Principal Assistant-Secretary of the Environment, Transport and Works Bureau Jessie Wong Hok-ling told local radio that landowners did not have the rights to change land use under the Town Planning Ordinance.
 
Ms Wong said the new policy was on a voluntary basis and offered landowners one more option for developing their properties.
 
On Wednesday, dozens of indigenous villagers vented their anger against the environmental minister when the officials briefed Heung Yee-kuk members on the new conservation scheme.
 
The villagers said the scheme infringed their property rights and would only benefit large developers.
 
They demanded the government either buy out their lands for conservation or give them new ones instead.
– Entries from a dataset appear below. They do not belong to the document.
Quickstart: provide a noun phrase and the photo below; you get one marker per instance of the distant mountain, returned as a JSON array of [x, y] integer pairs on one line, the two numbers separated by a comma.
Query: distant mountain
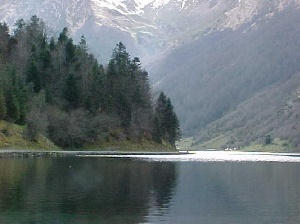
[[147, 27], [213, 57]]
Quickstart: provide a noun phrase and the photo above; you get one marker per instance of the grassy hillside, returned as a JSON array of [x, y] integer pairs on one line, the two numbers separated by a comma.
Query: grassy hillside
[[12, 137]]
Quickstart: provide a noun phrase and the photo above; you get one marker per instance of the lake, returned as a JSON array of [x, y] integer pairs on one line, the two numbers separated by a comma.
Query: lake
[[163, 189]]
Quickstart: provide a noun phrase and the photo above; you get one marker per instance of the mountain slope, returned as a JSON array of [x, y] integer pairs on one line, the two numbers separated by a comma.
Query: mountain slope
[[147, 27], [217, 73]]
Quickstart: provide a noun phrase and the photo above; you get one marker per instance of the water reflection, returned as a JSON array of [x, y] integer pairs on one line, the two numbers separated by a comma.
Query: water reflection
[[83, 190], [239, 193]]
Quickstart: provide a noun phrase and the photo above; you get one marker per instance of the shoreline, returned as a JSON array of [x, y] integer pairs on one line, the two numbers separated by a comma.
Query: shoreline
[[57, 154]]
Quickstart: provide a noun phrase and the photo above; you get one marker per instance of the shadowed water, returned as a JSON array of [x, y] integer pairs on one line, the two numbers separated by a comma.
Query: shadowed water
[[118, 190]]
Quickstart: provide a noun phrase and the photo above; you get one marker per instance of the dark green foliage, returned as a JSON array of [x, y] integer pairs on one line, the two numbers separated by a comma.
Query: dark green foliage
[[70, 51], [12, 105], [2, 105], [33, 76], [71, 91], [165, 120], [58, 89]]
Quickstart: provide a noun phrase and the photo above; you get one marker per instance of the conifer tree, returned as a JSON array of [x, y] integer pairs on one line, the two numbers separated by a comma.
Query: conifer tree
[[2, 105], [12, 106], [71, 91]]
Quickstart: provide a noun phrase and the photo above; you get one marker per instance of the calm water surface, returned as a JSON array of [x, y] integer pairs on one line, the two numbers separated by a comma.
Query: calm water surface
[[118, 190]]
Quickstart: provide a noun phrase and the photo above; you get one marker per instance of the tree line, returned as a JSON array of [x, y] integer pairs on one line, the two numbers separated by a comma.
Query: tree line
[[57, 88]]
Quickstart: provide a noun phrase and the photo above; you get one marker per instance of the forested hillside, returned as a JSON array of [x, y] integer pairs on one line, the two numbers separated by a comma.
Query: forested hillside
[[233, 84], [58, 89]]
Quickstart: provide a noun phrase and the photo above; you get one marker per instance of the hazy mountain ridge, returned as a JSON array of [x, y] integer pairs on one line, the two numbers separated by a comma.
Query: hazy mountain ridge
[[147, 27], [213, 57]]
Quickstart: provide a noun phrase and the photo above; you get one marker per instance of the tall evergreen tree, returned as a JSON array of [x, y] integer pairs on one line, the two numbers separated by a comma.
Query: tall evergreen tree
[[12, 105], [71, 91]]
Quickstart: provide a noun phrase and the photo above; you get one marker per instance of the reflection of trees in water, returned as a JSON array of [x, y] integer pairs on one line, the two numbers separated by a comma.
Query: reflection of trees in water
[[86, 190]]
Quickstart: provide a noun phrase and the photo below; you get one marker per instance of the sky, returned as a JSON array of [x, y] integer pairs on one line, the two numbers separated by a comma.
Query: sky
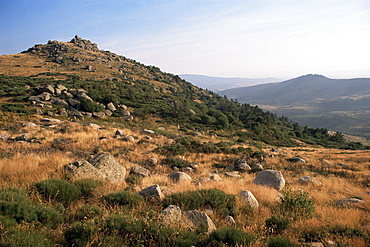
[[226, 38]]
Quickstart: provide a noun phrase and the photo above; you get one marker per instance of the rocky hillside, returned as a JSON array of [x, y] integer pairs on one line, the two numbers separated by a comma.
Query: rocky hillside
[[314, 100], [76, 79], [99, 150]]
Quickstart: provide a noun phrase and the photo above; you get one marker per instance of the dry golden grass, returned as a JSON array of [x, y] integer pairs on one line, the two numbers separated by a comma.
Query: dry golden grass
[[22, 164]]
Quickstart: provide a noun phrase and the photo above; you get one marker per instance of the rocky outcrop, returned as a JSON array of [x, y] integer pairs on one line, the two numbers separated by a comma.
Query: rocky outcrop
[[196, 218], [249, 199], [103, 166], [306, 180], [153, 192], [172, 215], [270, 178], [178, 177], [140, 171]]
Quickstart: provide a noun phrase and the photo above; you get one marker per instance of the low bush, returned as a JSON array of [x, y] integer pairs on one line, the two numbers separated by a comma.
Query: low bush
[[134, 179], [58, 190], [297, 204], [123, 198], [80, 234], [224, 204], [280, 242], [23, 237], [276, 225], [228, 236], [87, 212], [87, 186]]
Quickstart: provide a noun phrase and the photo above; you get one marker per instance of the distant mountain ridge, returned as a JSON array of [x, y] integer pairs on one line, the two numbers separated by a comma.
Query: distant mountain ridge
[[314, 100], [222, 83]]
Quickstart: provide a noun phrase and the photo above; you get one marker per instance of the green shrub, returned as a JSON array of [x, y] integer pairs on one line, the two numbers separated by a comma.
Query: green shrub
[[26, 238], [172, 162], [80, 234], [280, 242], [297, 204], [276, 225], [16, 204], [230, 237], [218, 200], [87, 186], [87, 212], [59, 190], [123, 198], [134, 179], [90, 106], [15, 108]]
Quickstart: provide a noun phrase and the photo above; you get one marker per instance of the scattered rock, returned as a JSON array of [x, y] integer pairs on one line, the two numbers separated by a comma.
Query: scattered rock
[[81, 169], [111, 107], [108, 165], [29, 125], [230, 221], [249, 199], [3, 137], [306, 180], [152, 161], [232, 174], [350, 202], [50, 120], [147, 132], [94, 126], [178, 177], [153, 192], [100, 115], [172, 215], [140, 171], [270, 178], [197, 219], [129, 138]]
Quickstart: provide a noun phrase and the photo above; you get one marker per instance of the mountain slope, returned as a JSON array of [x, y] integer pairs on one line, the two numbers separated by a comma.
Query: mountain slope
[[149, 93], [314, 100], [222, 83]]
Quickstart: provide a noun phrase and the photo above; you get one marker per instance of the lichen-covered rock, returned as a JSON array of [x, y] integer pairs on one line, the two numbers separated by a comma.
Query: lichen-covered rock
[[351, 202], [196, 218], [152, 192], [140, 171], [172, 215], [81, 169], [270, 178], [178, 177], [307, 180], [249, 199], [109, 166]]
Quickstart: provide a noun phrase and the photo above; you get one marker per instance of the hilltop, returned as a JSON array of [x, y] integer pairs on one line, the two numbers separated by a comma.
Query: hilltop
[[97, 149], [314, 100], [216, 84]]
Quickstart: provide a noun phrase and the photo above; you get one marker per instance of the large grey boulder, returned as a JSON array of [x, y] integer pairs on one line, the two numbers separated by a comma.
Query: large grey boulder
[[81, 169], [178, 177], [109, 166], [196, 218], [351, 202], [249, 199], [307, 180], [111, 107], [270, 178], [140, 171], [172, 215], [153, 192]]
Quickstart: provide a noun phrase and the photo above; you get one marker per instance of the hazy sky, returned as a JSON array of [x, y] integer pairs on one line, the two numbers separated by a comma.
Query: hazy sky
[[229, 38]]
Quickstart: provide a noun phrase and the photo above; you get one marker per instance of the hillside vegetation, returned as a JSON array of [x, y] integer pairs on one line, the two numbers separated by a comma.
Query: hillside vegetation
[[314, 100], [75, 118]]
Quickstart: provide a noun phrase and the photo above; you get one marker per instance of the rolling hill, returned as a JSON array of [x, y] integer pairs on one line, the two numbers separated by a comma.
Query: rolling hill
[[216, 84], [314, 100]]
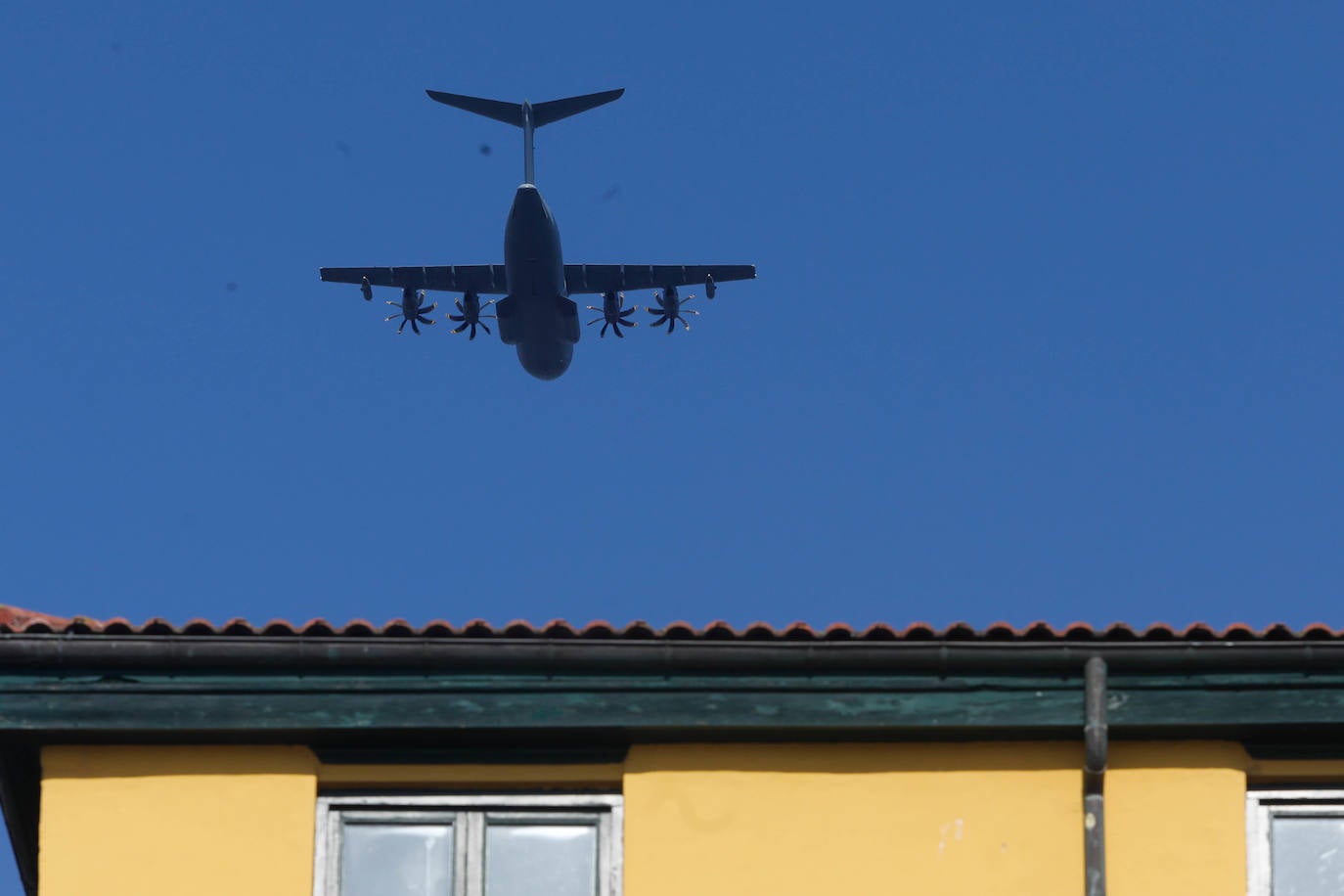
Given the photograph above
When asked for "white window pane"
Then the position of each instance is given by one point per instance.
(541, 860)
(1308, 856)
(397, 860)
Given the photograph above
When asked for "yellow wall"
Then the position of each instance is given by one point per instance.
(711, 820)
(854, 819)
(1176, 819)
(929, 819)
(168, 821)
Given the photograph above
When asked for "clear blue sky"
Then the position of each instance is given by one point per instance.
(1048, 326)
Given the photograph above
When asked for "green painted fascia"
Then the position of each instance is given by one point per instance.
(49, 707)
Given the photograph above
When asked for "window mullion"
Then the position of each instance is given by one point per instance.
(474, 871)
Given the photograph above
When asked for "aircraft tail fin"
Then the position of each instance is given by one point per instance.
(525, 115)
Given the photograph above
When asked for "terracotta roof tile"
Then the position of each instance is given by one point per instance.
(21, 621)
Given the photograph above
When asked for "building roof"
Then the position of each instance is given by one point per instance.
(21, 621)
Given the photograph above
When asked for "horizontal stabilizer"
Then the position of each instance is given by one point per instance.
(511, 113)
(545, 113)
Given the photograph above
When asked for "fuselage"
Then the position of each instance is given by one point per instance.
(543, 324)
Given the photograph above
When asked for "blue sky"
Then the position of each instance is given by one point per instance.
(1048, 326)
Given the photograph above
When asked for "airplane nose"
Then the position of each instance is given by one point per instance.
(546, 362)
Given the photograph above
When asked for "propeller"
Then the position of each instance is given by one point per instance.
(671, 308)
(470, 305)
(613, 313)
(413, 309)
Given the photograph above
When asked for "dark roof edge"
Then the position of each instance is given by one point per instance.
(543, 655)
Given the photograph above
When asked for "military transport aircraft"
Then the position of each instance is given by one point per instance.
(536, 315)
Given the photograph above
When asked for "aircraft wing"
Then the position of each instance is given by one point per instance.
(605, 278)
(449, 278)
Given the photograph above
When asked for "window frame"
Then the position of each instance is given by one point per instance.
(1262, 806)
(470, 816)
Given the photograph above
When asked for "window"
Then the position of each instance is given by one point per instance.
(468, 845)
(1294, 842)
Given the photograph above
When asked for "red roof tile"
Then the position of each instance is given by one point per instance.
(19, 621)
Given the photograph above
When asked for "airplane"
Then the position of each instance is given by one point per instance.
(536, 315)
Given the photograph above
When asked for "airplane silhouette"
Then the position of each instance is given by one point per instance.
(536, 315)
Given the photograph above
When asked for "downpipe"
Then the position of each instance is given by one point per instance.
(1095, 777)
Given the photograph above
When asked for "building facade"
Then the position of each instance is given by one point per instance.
(473, 760)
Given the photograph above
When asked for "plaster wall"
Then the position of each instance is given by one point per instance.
(165, 821)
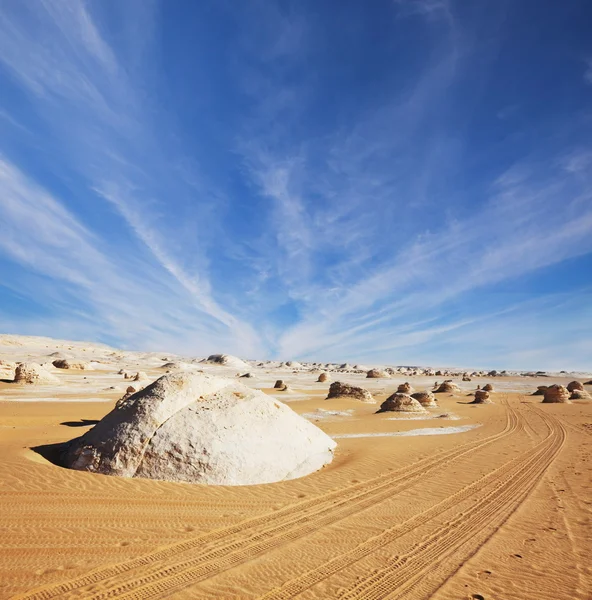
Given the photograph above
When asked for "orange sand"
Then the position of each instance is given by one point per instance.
(500, 512)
Some villagers requested the government delay implementation of the policy or launch it in phases.
 
But Secretary of the Environment, Transport and Works Sarah Liao Sau-tung ruled out acquiring the sites with public money.
 
Heung Yee-kuk consultant Brian Kan Ping-chee said the government’s move would usurp villagers?private lands and did not respect landowners. He said the government should purchase the sites, local radio reported.
 
The sites include: Ramsar Site, Sha Lo Tung, Tai Ho, Fung Yuen, Luk Keng Marsh, Mui Tsz Lam, Mau Ping, Wu Kau Tang, Long Valley and Ho Sheung Heung, Deep Bay Wetland outside Ramsar Site, Cheung Sheung, Yung Shue O and Sham Chung.